1981, at 2-3] The court also directed the witnesses to respond to all questions concerning the “specific subjects that actually were touched upon by questions appearing in the transcript of the immunized testimony.” (Id. at 4] They were not compelled to respond to questions other than those concerning the "specific subjects.'

Since one of the witnesses-Mr. Tenenbaum-had not testified before the grand jury and was not granted immunity, he was not directed to answer any questions which might incriminate him.

On June 16, 1981, the plaintiff filed its first request for the production of documents from Rep. Holtzman. Rep. Holtzman filed her response on July 17, 1981, at which time she asserted that she was not required to produce any documents until the plaintiff had fully complied with her previous production request. According to Rep. Holtzman, FSD had concededly" not complied.

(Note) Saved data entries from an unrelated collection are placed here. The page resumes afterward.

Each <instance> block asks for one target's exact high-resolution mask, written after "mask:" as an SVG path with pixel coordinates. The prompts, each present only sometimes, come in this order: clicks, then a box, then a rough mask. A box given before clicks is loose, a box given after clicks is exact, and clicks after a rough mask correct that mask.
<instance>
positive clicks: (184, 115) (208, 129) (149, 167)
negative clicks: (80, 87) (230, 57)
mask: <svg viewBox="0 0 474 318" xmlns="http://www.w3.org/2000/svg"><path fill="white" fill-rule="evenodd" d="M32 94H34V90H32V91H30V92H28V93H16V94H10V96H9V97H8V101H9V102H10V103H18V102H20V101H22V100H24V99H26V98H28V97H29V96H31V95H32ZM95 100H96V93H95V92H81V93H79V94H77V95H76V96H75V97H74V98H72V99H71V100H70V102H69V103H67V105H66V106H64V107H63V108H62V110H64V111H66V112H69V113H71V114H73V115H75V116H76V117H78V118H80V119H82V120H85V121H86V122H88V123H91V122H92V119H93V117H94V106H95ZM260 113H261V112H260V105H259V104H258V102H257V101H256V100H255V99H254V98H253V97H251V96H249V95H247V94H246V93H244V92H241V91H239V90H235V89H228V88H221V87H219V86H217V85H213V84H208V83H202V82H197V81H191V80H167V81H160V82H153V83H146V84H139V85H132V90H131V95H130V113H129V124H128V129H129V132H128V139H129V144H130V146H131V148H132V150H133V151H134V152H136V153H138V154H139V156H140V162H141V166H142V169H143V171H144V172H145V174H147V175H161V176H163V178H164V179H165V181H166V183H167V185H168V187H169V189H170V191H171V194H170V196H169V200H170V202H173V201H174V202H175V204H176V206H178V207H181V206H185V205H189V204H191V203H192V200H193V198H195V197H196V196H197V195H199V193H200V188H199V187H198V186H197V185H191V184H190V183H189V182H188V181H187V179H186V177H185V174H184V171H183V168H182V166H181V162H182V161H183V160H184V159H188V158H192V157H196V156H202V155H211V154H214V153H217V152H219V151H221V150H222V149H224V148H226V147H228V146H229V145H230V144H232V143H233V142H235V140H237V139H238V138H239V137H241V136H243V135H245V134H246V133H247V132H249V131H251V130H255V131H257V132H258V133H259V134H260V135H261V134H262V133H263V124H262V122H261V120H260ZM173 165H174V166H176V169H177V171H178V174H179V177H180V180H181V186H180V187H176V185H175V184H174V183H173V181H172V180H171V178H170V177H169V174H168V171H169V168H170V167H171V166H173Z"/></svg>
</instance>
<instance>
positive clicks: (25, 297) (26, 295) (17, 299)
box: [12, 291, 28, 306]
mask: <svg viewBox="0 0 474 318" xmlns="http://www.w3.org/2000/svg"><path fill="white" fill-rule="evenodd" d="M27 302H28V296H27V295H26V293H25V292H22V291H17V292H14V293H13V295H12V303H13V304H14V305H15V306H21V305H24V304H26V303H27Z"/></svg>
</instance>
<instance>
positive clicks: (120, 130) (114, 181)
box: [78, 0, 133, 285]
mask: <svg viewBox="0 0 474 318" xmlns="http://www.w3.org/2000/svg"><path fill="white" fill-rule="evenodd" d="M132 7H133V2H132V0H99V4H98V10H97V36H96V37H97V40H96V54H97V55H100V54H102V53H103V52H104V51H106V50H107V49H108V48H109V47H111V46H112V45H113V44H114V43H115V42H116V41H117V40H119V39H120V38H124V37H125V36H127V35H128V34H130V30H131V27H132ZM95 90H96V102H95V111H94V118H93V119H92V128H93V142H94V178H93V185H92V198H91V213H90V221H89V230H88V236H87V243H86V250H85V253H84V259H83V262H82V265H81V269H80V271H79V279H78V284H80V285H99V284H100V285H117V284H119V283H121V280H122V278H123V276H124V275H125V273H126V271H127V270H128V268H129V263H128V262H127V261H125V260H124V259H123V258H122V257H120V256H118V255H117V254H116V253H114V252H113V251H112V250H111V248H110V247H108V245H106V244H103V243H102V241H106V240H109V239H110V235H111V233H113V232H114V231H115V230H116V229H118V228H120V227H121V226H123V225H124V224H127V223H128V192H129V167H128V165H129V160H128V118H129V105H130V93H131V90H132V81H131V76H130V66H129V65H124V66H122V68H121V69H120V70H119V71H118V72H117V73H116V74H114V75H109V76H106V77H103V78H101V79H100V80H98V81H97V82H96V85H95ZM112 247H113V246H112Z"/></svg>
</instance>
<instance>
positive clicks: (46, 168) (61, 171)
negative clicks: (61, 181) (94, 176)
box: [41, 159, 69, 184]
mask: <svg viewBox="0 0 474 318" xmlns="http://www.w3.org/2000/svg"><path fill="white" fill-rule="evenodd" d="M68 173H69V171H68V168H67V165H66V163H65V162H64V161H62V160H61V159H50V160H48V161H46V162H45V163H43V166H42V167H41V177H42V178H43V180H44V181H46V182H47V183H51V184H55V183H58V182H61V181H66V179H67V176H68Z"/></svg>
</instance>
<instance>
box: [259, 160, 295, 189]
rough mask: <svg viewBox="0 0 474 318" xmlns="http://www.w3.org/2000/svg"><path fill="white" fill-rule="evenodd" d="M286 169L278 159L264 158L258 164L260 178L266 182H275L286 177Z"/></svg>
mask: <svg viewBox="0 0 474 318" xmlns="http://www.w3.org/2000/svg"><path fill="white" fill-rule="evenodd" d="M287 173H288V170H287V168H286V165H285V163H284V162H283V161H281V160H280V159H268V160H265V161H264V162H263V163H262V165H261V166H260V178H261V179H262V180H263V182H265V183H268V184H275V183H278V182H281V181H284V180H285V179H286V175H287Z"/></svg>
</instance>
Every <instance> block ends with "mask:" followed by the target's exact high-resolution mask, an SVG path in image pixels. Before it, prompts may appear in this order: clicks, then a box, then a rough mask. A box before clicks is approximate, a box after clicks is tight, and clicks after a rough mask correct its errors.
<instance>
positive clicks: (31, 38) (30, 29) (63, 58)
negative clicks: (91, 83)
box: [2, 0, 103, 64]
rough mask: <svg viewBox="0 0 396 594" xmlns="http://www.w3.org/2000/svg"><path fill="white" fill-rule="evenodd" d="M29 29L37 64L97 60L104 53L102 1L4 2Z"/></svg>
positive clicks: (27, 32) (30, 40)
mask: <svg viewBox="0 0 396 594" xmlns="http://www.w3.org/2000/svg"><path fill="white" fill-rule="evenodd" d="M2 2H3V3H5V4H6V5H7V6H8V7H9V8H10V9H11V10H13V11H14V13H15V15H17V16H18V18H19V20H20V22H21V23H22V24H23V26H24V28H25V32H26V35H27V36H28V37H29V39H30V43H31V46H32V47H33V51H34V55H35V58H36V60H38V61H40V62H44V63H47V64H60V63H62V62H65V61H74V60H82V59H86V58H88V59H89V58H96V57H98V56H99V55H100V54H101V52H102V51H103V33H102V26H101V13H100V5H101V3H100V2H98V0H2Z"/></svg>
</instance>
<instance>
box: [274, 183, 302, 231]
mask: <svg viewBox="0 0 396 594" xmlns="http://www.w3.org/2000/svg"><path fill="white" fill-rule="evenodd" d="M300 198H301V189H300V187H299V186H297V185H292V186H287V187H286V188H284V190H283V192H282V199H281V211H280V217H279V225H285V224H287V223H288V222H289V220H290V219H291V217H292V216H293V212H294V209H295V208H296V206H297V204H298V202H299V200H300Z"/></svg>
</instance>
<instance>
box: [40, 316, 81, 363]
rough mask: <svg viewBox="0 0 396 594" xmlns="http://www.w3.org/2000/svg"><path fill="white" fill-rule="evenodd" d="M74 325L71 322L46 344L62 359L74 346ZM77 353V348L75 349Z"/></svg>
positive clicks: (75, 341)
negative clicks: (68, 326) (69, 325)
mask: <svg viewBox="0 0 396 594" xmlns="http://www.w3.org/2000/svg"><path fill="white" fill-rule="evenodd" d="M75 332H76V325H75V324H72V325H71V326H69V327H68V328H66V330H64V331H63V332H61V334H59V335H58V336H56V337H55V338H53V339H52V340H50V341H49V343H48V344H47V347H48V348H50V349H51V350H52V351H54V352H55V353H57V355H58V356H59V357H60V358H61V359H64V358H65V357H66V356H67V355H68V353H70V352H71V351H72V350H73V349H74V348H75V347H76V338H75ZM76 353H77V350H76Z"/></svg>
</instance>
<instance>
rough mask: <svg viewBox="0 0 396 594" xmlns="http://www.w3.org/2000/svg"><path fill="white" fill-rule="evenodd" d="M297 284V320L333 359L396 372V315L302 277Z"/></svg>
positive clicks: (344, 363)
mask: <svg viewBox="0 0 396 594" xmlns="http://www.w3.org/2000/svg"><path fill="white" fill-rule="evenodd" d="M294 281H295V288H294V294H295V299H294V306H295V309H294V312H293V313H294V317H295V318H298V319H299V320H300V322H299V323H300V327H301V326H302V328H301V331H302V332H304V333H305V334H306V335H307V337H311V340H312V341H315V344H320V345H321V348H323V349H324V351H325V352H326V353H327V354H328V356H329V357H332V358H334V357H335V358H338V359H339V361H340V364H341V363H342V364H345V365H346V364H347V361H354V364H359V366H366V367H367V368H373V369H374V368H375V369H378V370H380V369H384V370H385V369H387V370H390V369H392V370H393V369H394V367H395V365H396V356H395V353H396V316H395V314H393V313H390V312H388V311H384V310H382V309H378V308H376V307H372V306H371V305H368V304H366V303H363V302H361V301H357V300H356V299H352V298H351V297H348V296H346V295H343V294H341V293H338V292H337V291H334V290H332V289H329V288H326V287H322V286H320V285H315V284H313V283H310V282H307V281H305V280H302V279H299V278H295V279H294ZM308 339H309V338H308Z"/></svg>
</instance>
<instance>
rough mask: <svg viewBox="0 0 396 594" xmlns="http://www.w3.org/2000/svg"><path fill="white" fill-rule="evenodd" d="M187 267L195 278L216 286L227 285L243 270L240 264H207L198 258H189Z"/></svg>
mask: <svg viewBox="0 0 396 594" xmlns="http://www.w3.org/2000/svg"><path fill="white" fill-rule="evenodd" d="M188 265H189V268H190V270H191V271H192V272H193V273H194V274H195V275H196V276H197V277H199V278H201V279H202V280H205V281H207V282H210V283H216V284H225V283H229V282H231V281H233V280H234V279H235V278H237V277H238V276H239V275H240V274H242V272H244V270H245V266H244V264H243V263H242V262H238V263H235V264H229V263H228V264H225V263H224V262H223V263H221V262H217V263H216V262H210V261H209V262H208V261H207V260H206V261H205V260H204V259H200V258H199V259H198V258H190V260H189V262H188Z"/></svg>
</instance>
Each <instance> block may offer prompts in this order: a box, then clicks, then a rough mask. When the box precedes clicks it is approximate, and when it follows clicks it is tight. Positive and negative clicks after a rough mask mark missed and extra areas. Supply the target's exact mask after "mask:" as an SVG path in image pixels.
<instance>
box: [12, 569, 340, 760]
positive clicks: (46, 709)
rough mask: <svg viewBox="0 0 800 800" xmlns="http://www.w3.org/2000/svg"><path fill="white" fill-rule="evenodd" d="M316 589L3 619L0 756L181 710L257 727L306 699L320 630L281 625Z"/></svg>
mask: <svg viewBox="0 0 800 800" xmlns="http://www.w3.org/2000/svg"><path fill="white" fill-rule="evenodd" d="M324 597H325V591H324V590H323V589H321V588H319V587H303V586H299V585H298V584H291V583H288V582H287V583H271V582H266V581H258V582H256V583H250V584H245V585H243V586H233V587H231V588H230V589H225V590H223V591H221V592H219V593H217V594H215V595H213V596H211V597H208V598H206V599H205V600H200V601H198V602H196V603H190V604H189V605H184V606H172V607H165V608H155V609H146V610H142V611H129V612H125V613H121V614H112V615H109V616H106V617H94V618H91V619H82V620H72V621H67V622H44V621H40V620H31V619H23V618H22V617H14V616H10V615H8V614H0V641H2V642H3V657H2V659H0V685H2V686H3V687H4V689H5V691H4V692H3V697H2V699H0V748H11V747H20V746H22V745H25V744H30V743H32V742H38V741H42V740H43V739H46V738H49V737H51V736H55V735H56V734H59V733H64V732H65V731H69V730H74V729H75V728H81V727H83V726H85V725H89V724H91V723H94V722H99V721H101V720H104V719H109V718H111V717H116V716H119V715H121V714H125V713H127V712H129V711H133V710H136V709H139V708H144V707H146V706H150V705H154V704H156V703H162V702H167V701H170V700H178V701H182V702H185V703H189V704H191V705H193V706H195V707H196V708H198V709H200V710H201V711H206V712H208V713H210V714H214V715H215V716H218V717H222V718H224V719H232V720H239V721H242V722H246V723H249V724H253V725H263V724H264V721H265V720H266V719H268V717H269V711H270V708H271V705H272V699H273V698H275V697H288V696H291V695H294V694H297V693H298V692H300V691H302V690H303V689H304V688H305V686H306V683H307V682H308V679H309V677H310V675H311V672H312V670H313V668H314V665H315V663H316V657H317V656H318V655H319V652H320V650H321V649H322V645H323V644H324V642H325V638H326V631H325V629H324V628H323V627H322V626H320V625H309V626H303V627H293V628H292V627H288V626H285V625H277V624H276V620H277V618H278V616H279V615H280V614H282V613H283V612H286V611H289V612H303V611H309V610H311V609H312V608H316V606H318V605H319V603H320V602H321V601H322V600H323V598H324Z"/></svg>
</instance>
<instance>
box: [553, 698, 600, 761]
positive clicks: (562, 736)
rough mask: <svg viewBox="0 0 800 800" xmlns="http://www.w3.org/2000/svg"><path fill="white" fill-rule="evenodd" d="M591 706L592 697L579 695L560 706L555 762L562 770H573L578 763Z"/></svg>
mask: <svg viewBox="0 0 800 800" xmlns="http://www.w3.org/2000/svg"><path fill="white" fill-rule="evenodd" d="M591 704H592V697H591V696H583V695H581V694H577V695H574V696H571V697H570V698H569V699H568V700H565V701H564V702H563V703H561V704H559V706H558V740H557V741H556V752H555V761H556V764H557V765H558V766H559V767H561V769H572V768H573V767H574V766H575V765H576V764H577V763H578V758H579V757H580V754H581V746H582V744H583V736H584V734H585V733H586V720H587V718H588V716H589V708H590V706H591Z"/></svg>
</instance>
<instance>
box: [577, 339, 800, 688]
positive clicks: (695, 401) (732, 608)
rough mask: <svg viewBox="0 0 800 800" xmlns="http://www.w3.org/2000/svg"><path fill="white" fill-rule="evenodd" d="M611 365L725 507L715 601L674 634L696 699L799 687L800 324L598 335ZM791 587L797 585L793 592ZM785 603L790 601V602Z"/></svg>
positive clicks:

Discovery continued in the case through the summer of 1981. On September 23, 1981, U.S. Magistrate John L. Caden, to whom certain discovery-related matters had been referred, issued a protective order, at Rep. Holtzman's request, governing the confidentiality of the documents she had previously provided to FSD. The order stated that: (1) FSD was to make no further copies of the Holtzman documents; (2) one set of copies of the documents provided to FSD was to be given to the three USDA defendants who were also prohibited from further copying; and (3) all documents were to be returned to Rep. Holtzman at the conclusion of the lawsuit.